Figure 6.. Chemerin expression is VHL dependent and regulates HIF expression.

(A) scRNA-seq data from human normal transplant kidney, normal kidney tissue adjacent to tumor, ccRCC specimens with wild-type VHL and ccRCC specimens with VHL mutation, presented as UMAP plots. (B) Immunoblots of lysates from 786-O transfected with VHL plasmids. (C) Relative mRNA expression of chemerin in 786-O and 760-P cells infected with lentivirus encoding shGFP or shHIF2α. Two-tailed student’s t-test. (D) Relative mRNA expression of chemerin in 786-O and 769-P cells transfected with control siRISC or siKLF6. Two-tailed student’s t-test. (E) Expression of HIF1α and HIF2α after chemerin knockdown in 786-O cells, measured by qRT-PCR. One-way ANOVA. (F) Immunoblots of lysates from 786-O and 769-P for HIF2α after infection with lentivirus targeting shGFP or 2 different shRARRES2. (G) Gene set enrichment analysis of RNA-sequencing of 786-O infected with lentivirus encoding either shGFP or shRARRES2, demonstrating downregulation of hypoxia associated pathways. Blue, low expression; red, high expression. (H) Relative mRNA expression of HIF target genes, VEGF, LOX and IGFBP3 after chemerin knockdown in 786-O cells, measured by qRT-PCR. One-way ANOVA. (I) Relative mRNA expression of HIF1α and HIF2α in 786-O after incubation with 500μM linoleic acid or 500μM palmitic acid for 24 hours, measured by qRT-PCR. One-way ANOVA. (J) Proposed mechanism of chemerin regulation of ccRCC tumorigenesis. HIF2α, hypoxia inducible factor 2 alpha; MUFA, monounsaturated fatty acid; PUFA, polyunsaturated fatty acid; ROS, reactive oxygen species; SFA, saturated fatty acid; TCA cycle, tricarboxylic acid cycle. Error bars represent SEM of three independent experiments and three technical replica per experiment. *p < 0.05; **p < 0.01; ***p < 0.001; **** p < 0.0001.

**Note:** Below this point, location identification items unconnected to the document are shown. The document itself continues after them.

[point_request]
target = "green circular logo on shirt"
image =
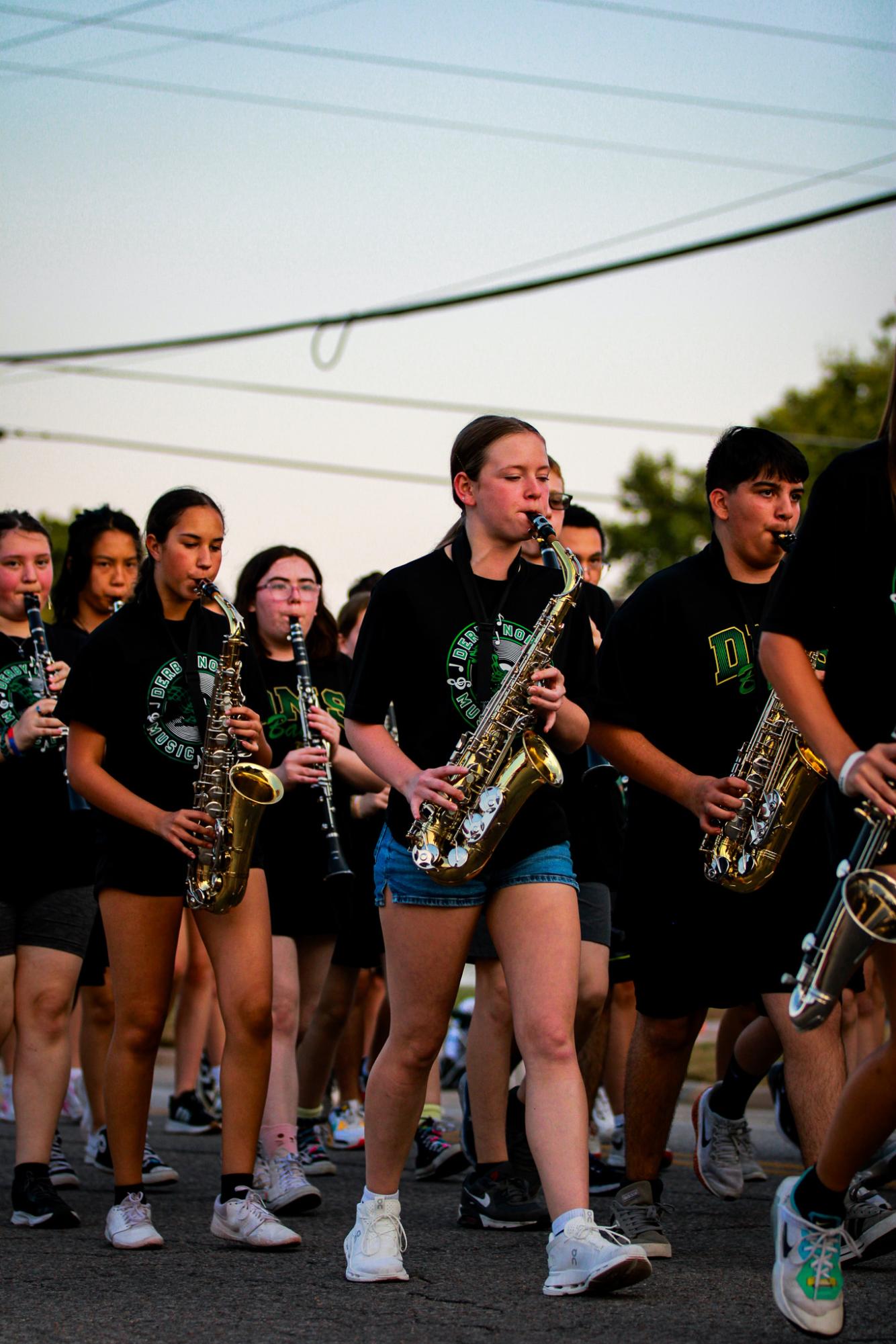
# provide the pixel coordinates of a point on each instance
(171, 721)
(461, 664)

Figure 7.. Monoclonal antibody (mAb) targeting chemerin reduces ccRCC tumor burden.

(A) Cell viability assay of 786-O and HK-2 cells treated with RARRES2 mAb (upper panels) and IgG mAb control (lower panels). Two-way repeated measures ANOVA was used for statistical analysis with Tukey correction. (B) ORO staining quantification in 786-O cells treated with either IgG mAb or RARRES2 mAb. Two tailed student’s t-test. (C) Relative lipid ROS measured using BODIPY 581/591 C11 assay in 786-O cells treated with either IgG mAb or RARRES2 mAb. Two tailed student’s t-test. (D) Representative bioluminescence imaging of before (Day 0) and Day 28 post-treatment in mice receiving 20 mg/kg of either mAb (n=6 each arm), after 786-O was implanted orthotopically under the left kidney capsule of nude mice. (E) Quantification of bioluminescence imaging of before (day 0) and day 52 post-treatment in mice receiving 20 mg/kg of either mAb (n=6 each arm), after 786-O cells were implanted orthotopically under the left kidney capsule of nude mice. One-tailed student’s t-test. (F) Tumor weight measurement (n=6 each group) at the end of the assay. Student’s t-test. (G) Representative kidney tumor from (E). Error bars represent SEM of three independent experiments and three technical replica per experiment. *p < 0.05; **p < 0.01; ***p < 0.001; **** p < 0.0001.